Tırnaklarını kısa tutan birisi olarak sadece serçe parmaklarımı belirli uzunlukta tutardım. İçimden yükselen boğazımı bir yumru gibi oturan ağlama refleksini bastırmak için ellerimi sımsıkı yumruk yapmıştım. Avucuma batan serçe parmaklarım ile oluşan hafif acı hissine odaklanmaya çalışıyordum. Gözlerim -düzeltmeliyim gözüm- dolunca bunun yüzüme nasıl yayıldığını ve nasıl belli olduğunu biliyordum o yüzden yüzüme acilen bir gülümseme kondurmalı ve bütün o iğrenç hissi geri göndermeliydim.
Derin nefesler, diye hatırlattım kendime.
"Athena."
"Athena."
"Athena," diye bağıran ses kulaklarıma ulaştığında ben ağladığımın farkında bile değildim. Gözyaşları gözümden süzülüyordu. Henüz hıçkırıklarım ve nefessiz kalışlarım odayı doldurmamıştı. Her şey daha da beter hâle geliyordu ve ben, Atlas'ı eve aldığım için ilk defa kendime lanet ediyordum. Avucuma batan tırnakların yanına bir de birbirine kenetlediğim dişlerim eklendi. Ağzımdan dökülecek olan hıçkırıkları engellemek için sımsıkı kapadığım dudaklarım ve sıktığım çenemle daha ne kadar kendimi tutabilirdim bilmiyordum.
Atlas'ın benim bir kere daha kriz geçirir hâlimi görmesini istemiyordum. Bu benim için acınasıydı. Onun bana acıyan gözlerle bakmasını istemiyordum. Daha yeni ki Mert denen ve geçmişte bana yardım etmiş adamın öyle bakışlarına maruz kalmıştım. Bir kere daha aynı duyguyu çekmek istemiyordum.

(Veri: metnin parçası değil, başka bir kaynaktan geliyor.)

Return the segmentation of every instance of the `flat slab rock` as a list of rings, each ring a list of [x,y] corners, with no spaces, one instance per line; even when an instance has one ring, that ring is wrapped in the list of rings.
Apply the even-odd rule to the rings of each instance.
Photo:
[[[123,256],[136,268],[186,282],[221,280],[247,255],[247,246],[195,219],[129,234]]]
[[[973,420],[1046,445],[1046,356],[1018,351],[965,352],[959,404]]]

"Athena." Atlas'ın sesiyle olduğum yerde öyle bir sıçradım ki dudaklarımdan bir hıçkırık dökülmeyi başardı. Sesi ilk defa gerçekten korkutucu gelmişti. "Athena," diyen sesi bu sefer neden bir şeyler isteyecek gibiydi? "Athena, lütfen. Ses ver. Ayağa kalkamıyorum ama orada neler olduğunu tahmin edebiliyorum." Yalvarırcasına çıkan ses ona yakışmamıştı.
"Eğer buraya gelmezsen kendimi zorlar, dikelir ve yanına gelirim," dedi bu seferde. Yapar mıydı, bilmiyordum. Onu tanımıyordum ki! Ama o beni tanıyormuş gibi hissediyordum çünkü ağladığımı belli eden hıçkırığımı duymadan önce bile bir şeylerin ters gittiğini anlamıştı.
Koltuğun yaylarından yükselen gıcırtıyı ve Atlas'ın kısık sesli küfrünü duymam benim için yeterli uyarıcı olmuştu. Kendime geldim ve silkinerek oturma odasına geçtim. Gözlerimi, yanaklarımı elimin tersi ile silerken kurumuş boğazımı konuşmaya hazırlamak için temizledim.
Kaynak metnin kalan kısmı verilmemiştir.